Moreover, the user experience of the system is noted to be positive. A few participants shared that the system acts as a constant reminder that triggers them to monitor their blood glucose levels actively. The participants found the system to be convenient. Overall, the study shows that i-PreventDiabetes fosters positive changes in users to prevent diabetes. It is a well-designed system that incorporates the perspectives of both people with prediabetes and healthcare professionals; further, it can enable users to prevent or delay diabetes, provided that the user takes responsibility for making effective use of the features offered in the system. The inclusion of healthcare professionals is suggested to foster people with prediabetes to advance rapidly through behavioral stages in the process of lifestyle modification [
42]. i-PreventDiabetes, being a self-care system, did not include healthcare professionals directly in the process of using the system to prevent the progression of prediabetes to diabetes. Results of the evaluation study reveal that it is possible to develop a system that is acceptable by target users provided the design incorporates perspectives of both the target users and healthcare professionals. However, some of the participants expressed that the system should be more autonomous and attractive. According to them, the system should be configured in order to accept and store automatic inputs of their physical activity details from external devices. They also wanted more automatic alerts and reminders from the system.

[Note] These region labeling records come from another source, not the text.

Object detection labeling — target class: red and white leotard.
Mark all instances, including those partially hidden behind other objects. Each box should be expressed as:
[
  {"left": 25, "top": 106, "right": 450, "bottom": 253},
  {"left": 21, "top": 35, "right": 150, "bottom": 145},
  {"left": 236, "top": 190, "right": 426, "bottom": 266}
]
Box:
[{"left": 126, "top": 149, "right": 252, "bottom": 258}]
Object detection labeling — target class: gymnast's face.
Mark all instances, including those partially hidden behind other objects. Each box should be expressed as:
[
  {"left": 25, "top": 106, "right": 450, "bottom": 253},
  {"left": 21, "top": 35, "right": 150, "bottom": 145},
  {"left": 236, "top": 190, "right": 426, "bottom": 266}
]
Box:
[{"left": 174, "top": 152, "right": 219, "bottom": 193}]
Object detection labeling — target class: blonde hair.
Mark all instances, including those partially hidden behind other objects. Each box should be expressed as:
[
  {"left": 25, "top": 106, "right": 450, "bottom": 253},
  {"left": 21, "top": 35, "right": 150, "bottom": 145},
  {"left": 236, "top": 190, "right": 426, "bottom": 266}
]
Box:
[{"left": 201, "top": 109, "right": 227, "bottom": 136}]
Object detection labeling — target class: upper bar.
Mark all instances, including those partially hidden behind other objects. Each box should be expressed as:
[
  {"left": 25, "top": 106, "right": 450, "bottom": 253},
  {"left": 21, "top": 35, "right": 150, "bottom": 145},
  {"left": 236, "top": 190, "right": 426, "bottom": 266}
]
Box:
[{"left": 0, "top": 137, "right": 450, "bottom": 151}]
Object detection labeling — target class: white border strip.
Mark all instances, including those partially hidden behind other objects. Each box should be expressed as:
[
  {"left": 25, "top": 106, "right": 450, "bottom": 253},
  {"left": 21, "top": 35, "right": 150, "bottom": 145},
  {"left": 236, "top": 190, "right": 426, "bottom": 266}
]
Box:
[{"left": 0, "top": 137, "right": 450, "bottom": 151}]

Furthermore, it was found that participants were a bit skeptical about using the social support features in the system as they did not feel good about sharing their information with others. The users’ attitudes toward receiving social support to help them achieve their health goals were mixed. Social support is often seen as an essential component of health management systems, although it may raise privacy issues. It has been observed that users were not comfortable with communicating with other users or strangers on the system. A cultural difference may be a factor. Users in the United States, for example, have welcomed platforms, such as PatientsLikeMe, where users are eager to freely disclose their symptoms and treatments as well as participate in conversations with other patients dealing with similar health problems [
43].
Diabetes prevention systems, such as i-PreventDiabetes, have immense potential and a role in preventing the progression of prediabetes to diabetes. Potential users of such systems are more likely to leverage these systems for their healthcare if they are endorsed and promoted by diabetes institutes, healthcare institutions, hospitals, and wellness centers [
44]. Such interventions can complement or be integrated with existing T2D prevention programs.